Lebih dari itu, jika kasus ini dibiarkan maka akan menjadi preseden buruk bagi sekolah-sekolah lainnya.

"Nanti anak-anak remaja lain, mungkin usianya masih anak-anak, melakukan perbuatan ini kemudian seperti ada pembenaran untuk dikeluarkan dari sekolah," kata Retno kepada BBC News Indonesia, Kamis (20/05).

Selanjutnya, stigma yang buruk terhadap terduga juga membuatnya tak bisa diterima di sekolah mana pun.

"Nah, ini yang berarti [pelanggaran] hak atas pendidikannya, atau dengan kata lain, dia putus sekolah," kata Retno kepada BBC News Indonesia, Kamis (20/05).

KPAI saat ini mendorong dinas pendidikan daerah, sekolah dan Komnas Perempuan untuk menggelar pertemuan merespon hal ini.

"Jadi ini memang penting untuk ditangani atau untuk jadi perhatian bagi semua pihak," tambah Retno.

Sejauh ini, pihak sekolah membantah telah mengeluarkan MS dari sekolah. Menurut Kepala Sekolah SMA Negeri 1 Bengkulu Tengah, Eka Saputra mengklaim orang tua MS yang menyatakan ingin memindahkan sekolah anaknya.

"Orang tuanya yang menyatakan mau pindah, ada kok surat pernyataannya," kata Eka kepada media, Kamis (20/05).

Eka menambahkan, dalam kasus dugaan hinaan kepada negara Palestina, pihaknya hanya "menitipkan MS kepada orang tuanya".

Sementara itu, Juru bicara Kemendikbud Ristek, Hendarman dalam keterangan tertulis mengatakan "pemerintah terus mendorong diskusi positif dengan pemerintah daerah dan dinas terkait agar setiap permasalahan yang terjadi dapat terselesaikan dengan baik sesuai dengan aturan yang berlaku".

Penangguhan sementara

Sementara itu, dalam kasus dugaan hinaan negara Palestina yang dilakukan HM, sejauh ini kepolisian NTB telah mengevaluasi kasus yang dilakukan oleh petugas kebersihan itu.

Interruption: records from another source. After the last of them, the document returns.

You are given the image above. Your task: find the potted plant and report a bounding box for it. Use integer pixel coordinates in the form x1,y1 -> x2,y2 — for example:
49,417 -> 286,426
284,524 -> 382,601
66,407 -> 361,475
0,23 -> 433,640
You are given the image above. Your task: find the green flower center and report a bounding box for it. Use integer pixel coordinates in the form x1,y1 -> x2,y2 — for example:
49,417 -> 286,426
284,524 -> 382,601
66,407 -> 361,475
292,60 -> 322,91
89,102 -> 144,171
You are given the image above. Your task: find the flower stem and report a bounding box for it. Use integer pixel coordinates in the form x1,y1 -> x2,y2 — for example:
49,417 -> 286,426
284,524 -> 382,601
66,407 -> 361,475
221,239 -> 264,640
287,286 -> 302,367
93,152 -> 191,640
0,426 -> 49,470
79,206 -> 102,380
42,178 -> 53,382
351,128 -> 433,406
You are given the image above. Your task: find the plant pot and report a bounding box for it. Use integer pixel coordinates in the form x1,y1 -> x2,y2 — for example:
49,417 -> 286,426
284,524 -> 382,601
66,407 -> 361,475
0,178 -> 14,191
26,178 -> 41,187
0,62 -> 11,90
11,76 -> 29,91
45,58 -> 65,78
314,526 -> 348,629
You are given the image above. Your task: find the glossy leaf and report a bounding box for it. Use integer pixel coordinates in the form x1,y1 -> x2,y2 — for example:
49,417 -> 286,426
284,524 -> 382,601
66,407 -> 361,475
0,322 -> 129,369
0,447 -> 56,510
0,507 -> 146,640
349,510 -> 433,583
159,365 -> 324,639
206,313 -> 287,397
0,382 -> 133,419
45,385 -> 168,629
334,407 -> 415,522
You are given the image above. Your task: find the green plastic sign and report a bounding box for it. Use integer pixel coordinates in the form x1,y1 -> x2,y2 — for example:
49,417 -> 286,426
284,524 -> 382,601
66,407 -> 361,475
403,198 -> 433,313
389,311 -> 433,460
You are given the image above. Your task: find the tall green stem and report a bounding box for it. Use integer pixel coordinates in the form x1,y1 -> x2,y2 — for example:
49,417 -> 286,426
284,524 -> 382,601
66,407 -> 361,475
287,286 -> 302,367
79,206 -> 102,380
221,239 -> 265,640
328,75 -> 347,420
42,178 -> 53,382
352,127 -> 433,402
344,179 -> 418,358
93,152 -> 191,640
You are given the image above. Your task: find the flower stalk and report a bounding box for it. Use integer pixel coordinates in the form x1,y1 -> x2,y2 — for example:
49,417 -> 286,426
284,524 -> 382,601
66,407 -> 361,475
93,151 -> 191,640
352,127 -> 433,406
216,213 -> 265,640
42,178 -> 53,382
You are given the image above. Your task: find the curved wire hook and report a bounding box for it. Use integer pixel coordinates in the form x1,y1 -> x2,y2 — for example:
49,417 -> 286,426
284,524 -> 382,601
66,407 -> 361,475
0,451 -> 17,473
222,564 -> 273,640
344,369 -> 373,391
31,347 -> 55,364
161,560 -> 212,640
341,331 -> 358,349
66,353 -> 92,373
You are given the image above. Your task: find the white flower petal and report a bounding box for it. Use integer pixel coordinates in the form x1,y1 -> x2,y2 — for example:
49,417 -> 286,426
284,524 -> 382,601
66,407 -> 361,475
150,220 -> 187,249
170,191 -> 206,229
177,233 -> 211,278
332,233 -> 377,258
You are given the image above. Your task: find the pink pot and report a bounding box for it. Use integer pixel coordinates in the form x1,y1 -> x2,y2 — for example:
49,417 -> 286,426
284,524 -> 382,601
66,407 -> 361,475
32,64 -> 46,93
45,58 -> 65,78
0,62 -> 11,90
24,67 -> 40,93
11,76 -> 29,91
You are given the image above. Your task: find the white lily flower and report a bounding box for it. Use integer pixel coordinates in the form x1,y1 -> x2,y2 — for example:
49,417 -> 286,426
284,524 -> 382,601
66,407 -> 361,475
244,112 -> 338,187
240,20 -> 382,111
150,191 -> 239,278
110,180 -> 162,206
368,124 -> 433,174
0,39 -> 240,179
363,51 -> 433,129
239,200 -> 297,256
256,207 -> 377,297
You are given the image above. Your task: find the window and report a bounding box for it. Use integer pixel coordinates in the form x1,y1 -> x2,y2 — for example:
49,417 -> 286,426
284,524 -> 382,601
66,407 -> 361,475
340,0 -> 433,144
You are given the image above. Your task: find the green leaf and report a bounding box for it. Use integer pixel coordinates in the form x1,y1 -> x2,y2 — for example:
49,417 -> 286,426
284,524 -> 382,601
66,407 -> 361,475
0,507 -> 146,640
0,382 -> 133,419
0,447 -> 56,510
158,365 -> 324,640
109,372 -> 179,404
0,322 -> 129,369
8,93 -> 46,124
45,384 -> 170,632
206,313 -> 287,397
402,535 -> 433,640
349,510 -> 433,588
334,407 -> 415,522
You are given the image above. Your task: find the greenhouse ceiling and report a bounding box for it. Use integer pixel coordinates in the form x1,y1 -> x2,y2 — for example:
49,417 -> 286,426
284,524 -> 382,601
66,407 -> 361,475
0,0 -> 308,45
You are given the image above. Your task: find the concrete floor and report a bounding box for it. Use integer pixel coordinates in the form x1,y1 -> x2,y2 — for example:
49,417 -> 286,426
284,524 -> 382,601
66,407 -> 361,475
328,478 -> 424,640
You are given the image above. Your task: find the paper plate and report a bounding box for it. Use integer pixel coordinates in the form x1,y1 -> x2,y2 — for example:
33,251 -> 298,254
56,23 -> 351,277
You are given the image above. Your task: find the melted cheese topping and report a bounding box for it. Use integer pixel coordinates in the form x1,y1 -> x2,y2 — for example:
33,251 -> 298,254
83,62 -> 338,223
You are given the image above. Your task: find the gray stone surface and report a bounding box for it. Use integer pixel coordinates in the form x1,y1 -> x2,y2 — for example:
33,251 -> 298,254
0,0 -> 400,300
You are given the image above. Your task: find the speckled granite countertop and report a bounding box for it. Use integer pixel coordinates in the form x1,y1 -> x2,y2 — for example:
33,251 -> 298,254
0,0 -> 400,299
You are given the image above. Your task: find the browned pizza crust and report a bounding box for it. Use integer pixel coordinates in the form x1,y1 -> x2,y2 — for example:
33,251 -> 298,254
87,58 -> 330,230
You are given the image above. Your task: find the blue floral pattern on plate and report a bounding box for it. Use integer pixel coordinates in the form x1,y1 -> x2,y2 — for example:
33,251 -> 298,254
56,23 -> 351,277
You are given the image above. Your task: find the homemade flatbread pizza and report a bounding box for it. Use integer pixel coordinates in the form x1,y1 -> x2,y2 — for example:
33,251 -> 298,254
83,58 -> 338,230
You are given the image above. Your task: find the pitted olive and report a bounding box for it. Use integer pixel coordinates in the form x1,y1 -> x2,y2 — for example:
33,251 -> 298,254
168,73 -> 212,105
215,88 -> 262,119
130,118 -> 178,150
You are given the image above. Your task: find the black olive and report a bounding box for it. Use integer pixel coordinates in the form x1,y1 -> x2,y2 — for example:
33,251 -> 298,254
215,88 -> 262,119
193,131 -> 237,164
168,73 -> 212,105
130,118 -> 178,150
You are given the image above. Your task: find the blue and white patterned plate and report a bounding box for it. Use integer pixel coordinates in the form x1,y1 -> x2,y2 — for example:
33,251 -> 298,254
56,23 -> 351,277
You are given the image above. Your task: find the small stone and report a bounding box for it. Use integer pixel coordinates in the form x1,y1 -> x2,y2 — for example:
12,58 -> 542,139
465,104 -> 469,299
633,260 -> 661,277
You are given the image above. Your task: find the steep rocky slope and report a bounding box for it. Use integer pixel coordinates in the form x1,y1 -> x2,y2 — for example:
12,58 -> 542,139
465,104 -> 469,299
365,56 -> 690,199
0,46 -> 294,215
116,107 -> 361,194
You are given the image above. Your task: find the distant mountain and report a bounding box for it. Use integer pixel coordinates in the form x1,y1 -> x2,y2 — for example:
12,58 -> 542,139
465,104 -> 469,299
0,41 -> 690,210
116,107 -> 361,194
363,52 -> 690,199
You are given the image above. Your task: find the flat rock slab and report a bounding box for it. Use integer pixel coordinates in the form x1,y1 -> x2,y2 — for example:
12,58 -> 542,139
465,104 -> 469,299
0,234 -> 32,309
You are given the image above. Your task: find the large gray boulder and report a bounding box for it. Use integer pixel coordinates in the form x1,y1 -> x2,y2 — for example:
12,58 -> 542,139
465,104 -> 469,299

Kepolisian menyimpulkan tindakan HM telah memenuhi syarat untuk dilakukan restorative justice atau melalui pendekatan hukum yang berkeadilan.

"Kita lakukan penangguhan penahanan," kata Kabid Humas Polda NTB, Artanto Kamis (20/05).

"Karena pertama dia tidak ada niatan untuk menghina, karena dia tidak mengerti apa itu Palestina, apa itu Israel. Nggak ngerti dia," kata Artanto.

Namun, Artanto tak menjelaskan lebih rinci mengenai catatan kriminal HM apakah akan dihapuskan setelah melalui rapat restoratif justice.

"Kalau namanya catatan kriminal itu kalau yang bersangkutan sudah inkrah dalam putusan pengadilan. Namun, yang bersangkutan dalam proses penyelidikan, dengan restoratif justice itu nanti akan ada perdamaian atau kasus di luar pengadilan," katanya seperti dilaporkan wartawan Abdul Latief Apriaman untuk BBC News Indonesia.

Artanto juga menuturkan tak ada jaminan dalam kasus serupa dapat dilakukan restoratif justice, sehingga bisa saja proses hukumnya tetap berlanjut ke pengadilan.

"Kasus ini kita harus lihat konstruksi hukumnya seperti apa, apakah itu kasus ini bisa dilakukan upaya tersebut atau tidak. Nanti penyidik yang punya pertimbangan terhadap kasus tersebut," katanya.

Langkah pencegahan yang sejauh ini dilakukan kepolisian, termasuk ekspos media terhadap kasus HM sebagai "salah satu bentuk pelajaran untuk masyarakat".